Limitations & Future Work

  • Evaluation is limited to commonsense reasoning and GLUE; arithmetic reasoning, code generation, and multimodal tasks are not yet covered.
  • Only second-order expansion is explored; the effects of higher-order expansions (\(k>2\)) remain unknown.
  • Cross terms show limited contribution (87.38% vs 87.48% for square-only), indicating potential redundancy and a need for finer selection strategies.
  • Comparisons with recent Mixture-of-Experts LoRA (e.g., MELoRA) or adaptive rank methods (e.g., AdaLoRA) are missing.
  • Polynomial expansion may lead to dimension explosion at large ranks (\(C(r,2)\) grows quadratically with \(r\)), requiring research into scalability for high-rank scenarios.
  • vs LoRA: PERA is a strict generalization of LoRA that introduces high-order terms.
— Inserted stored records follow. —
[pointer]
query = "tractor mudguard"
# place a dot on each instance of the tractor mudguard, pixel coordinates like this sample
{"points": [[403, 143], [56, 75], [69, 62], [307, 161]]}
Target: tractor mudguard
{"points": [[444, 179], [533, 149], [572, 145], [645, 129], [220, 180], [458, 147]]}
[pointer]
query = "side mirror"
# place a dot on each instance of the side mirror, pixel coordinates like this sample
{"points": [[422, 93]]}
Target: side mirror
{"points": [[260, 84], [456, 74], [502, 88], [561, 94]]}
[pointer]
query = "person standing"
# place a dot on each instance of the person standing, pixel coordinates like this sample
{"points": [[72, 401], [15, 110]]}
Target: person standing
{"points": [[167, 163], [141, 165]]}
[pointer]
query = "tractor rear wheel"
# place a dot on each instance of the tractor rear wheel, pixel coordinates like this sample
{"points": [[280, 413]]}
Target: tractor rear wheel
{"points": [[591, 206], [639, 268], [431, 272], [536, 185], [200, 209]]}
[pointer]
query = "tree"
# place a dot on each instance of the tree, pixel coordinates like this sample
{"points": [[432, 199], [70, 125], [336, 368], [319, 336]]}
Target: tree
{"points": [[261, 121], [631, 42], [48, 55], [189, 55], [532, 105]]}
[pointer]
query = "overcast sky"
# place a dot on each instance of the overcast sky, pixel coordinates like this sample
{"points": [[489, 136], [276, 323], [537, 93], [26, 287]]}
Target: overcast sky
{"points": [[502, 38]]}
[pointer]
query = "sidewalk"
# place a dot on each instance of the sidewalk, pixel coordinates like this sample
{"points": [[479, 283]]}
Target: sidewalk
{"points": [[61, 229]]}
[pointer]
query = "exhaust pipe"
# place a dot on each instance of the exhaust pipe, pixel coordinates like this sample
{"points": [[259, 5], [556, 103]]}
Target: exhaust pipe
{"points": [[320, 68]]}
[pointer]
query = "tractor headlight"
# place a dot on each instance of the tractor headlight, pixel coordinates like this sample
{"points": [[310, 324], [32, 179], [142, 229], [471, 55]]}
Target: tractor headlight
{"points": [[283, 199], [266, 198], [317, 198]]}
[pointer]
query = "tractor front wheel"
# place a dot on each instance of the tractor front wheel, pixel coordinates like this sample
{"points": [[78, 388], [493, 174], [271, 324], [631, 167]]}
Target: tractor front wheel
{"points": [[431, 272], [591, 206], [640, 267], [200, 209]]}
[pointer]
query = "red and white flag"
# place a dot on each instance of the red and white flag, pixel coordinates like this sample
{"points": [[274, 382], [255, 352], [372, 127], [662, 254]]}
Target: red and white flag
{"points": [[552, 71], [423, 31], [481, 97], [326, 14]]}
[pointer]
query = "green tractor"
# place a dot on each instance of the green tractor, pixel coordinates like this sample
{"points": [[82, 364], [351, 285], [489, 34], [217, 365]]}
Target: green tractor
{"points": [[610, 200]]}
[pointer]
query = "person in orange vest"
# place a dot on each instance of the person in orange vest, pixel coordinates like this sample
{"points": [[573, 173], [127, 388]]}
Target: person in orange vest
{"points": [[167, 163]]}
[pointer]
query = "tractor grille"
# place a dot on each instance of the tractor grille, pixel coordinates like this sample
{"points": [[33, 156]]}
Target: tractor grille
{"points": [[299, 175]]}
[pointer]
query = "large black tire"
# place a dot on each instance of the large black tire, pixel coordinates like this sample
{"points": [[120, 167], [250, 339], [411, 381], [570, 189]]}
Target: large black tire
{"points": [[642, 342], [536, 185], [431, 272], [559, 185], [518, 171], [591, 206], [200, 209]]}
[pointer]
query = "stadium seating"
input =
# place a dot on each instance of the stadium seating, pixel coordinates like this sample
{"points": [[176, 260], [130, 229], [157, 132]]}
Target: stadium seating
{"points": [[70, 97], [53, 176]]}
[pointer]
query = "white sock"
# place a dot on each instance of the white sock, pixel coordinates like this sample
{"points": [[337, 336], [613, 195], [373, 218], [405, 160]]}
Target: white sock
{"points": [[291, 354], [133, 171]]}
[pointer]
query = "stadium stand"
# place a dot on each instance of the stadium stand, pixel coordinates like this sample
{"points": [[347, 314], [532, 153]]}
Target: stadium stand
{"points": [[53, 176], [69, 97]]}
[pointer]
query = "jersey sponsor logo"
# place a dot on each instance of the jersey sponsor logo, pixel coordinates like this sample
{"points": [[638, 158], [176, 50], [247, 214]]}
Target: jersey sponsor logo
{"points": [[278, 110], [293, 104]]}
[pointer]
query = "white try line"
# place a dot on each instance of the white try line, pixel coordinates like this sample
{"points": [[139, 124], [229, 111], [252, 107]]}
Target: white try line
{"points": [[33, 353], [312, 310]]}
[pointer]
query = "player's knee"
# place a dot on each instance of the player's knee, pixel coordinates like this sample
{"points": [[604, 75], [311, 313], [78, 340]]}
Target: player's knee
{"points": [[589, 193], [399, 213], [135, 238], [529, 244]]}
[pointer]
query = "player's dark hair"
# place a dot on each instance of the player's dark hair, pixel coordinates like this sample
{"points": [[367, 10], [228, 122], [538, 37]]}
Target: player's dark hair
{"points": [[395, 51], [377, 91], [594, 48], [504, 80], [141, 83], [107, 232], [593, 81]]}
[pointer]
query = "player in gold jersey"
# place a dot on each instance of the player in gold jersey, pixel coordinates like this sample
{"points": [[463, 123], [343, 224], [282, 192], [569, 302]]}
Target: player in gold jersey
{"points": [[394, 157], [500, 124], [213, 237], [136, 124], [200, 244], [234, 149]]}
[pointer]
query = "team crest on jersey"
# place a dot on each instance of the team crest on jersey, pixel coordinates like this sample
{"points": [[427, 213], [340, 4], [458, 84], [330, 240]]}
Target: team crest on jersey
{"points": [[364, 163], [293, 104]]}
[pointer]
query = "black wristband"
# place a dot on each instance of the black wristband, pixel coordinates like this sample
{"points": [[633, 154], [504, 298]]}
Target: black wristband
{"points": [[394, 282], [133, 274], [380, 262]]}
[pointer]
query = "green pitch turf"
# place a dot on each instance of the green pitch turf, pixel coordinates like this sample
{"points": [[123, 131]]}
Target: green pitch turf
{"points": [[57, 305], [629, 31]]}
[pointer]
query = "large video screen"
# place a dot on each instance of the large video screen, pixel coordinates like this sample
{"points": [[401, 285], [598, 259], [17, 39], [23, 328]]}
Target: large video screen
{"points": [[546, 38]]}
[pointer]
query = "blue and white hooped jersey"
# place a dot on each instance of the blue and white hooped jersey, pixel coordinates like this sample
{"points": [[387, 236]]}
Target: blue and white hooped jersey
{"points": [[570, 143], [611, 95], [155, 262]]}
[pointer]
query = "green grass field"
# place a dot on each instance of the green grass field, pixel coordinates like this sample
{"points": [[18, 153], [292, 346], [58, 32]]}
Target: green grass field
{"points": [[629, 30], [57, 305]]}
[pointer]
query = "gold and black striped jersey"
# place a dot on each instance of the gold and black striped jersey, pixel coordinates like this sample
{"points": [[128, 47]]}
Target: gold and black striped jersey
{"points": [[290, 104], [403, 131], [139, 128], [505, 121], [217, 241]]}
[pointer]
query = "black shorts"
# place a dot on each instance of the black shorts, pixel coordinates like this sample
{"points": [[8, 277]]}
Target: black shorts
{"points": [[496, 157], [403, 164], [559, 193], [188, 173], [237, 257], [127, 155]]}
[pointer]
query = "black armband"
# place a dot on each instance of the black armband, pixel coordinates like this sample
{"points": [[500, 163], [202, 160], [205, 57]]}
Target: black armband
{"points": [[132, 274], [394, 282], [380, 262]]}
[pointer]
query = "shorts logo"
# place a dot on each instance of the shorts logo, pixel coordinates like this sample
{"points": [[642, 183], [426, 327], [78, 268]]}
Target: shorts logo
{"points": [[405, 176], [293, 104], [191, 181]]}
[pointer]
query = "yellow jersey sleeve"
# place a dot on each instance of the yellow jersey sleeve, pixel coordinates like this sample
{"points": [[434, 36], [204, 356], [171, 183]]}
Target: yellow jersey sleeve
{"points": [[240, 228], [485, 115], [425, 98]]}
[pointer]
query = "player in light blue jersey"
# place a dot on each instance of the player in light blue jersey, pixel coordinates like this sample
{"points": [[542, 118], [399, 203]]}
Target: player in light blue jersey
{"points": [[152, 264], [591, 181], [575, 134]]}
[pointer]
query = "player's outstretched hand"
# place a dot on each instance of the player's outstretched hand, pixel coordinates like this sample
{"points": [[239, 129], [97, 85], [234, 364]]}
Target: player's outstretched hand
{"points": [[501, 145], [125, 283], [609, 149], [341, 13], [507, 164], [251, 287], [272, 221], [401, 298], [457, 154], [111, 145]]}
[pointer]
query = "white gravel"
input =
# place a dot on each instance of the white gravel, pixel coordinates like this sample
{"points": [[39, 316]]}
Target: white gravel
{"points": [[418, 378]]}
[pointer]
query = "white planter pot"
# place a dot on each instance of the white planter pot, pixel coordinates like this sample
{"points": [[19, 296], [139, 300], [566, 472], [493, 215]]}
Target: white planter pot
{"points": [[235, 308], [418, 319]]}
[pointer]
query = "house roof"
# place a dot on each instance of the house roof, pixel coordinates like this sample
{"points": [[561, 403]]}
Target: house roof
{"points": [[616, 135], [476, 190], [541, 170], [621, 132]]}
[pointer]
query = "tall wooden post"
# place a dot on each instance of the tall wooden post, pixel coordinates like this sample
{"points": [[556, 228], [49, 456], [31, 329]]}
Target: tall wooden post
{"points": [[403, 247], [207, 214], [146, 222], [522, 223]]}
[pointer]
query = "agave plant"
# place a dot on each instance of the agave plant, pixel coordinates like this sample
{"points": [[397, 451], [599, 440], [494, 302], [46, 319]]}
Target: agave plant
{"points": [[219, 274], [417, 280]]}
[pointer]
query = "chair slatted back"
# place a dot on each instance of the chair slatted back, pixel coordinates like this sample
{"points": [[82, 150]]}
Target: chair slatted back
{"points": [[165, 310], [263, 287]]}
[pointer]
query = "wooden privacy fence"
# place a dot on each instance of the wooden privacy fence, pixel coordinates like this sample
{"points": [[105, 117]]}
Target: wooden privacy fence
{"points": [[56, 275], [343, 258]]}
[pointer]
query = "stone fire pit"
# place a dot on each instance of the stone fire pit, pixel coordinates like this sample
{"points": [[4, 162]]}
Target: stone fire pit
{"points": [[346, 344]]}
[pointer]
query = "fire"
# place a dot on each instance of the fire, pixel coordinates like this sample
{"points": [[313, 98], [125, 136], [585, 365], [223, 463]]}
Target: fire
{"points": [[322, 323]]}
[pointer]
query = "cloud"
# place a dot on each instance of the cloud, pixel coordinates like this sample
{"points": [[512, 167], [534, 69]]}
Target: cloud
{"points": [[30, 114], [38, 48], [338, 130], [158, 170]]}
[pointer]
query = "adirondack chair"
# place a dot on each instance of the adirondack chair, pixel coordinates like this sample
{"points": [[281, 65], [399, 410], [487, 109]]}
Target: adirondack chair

LoRA corresponds to the special case in PERA where \(\mathbf{h}=0\).
  • vs HiRA: HiRA introduces nonlinearity via Hadamard products with pre-trained weights, relying on external weight coupling; PERA introduces high-order interactions internally without external dependencies.
  • vs DoRA: DoRA decomposes magnitude and direction but remains a linear transformation; PERA introduces genuine non-linear parameter interactions.
  • vs MoRA: MoRA increases expressiveness through high-rank transformations at the cost of inference overhead; PERA maintains zero inference overhead.

Rating

  • Novelty: ⭐⭐⭐⭐ Innovative application of polynomial expansion to low-rank parameter spaces with clear theoretical analysis.
  • Experimental Thoroughness: ⭐⭐⭐⭐ Validated across multiple models and tasks with comprehensive rank, module, and data ablation.
  • Writing Quality: ⭐⭐⭐⭐ Clear methodological description, rigorous mathematical derivation, and elegant proof of the relationship with LoRA.
  • Value: ⭐⭐⭐⭐ Provides a simple and effective enhancement to LoRA with high practical utility.